3.) Custom Login URL:
On default setup, the login URL for a WordPress websites is
/wp-login.php. Knowing that puts unauthorized users at a huge advantage. The default username is Admin. All they have to figure out is the password.
Changing your login URL will make it a little tougher to get into the site. Although there are several plugins on the market to help you do this, it’s actually quite easy to modify the code yourself. Start by accessing your .htaccess file. On line one, just before the WordPress rewrite rule, add the following code:
RewriteRule ^[your new login URL]$ http://yourdomain.com/wp-login.php [NC, L]
Now your login URL is
4.) Limit Login Attempts:
Brute force hacks occur when someone uses a script to try to guess your password. This involves attempting to log into your site over and over again. Even randomized passwords can eventually be discovered using this method. You can combat this by preventing unlimited password attempts. on your site. Brute Force Login Protection is a plugin that can help you do this. You can choose the number of available attempts for an IP address system wide and the amount of time you’ll allow before unblocking.
5.) Backup, Backup, Backup:
No matter how secure your site may be, it’s still vulnerable to attacks.

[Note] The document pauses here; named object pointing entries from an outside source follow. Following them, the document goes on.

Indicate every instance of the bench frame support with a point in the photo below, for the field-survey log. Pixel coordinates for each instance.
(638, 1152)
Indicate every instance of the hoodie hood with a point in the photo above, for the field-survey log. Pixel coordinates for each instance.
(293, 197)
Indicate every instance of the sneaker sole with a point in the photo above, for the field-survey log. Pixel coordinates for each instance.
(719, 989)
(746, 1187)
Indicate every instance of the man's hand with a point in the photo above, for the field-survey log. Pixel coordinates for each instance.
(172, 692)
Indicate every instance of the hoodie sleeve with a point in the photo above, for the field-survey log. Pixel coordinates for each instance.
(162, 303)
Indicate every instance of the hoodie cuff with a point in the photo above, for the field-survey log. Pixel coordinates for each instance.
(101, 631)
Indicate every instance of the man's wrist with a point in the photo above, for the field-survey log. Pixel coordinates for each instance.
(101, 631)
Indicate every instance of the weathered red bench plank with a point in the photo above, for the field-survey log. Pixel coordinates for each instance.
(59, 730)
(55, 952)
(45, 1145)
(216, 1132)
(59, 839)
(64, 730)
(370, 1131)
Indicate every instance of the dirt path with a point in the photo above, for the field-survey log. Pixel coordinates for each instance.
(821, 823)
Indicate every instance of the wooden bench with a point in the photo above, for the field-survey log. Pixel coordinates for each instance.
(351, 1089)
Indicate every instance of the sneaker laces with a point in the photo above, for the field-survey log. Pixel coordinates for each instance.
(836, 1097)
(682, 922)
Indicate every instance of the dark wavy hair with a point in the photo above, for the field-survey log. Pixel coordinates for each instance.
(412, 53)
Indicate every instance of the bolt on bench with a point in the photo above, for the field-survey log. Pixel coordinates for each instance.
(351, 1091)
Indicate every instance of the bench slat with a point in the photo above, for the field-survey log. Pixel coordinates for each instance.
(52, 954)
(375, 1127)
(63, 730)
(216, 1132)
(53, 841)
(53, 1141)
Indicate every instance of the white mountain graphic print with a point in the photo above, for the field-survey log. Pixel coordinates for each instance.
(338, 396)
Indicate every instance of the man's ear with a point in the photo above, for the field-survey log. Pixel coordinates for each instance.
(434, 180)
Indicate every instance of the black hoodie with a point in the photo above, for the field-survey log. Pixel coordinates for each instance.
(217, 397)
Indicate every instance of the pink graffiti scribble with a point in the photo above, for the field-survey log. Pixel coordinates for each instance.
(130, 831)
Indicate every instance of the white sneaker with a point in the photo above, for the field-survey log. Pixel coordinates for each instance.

Should something happen, having a current backup of your site should help you get back on track quickly. You can do so through your hosting provider, but don’t assume they are doing it for you. It also may not be included in the cost of your hosting plan.
If you’d rather take the backups into your own hands, there are a plethora of WordPress plugins you can use. Most allow you to decide when and how much to back up. The best ones also give you a choice of where and how to store them. Remember to avoid storing backup files on your WordPress installation. That just defeats the entire purpose of creating backups. And even though many of the plugins are of the “set it and forget it” variety, you should perform regular checks of the system to ensure that it’s still working properly.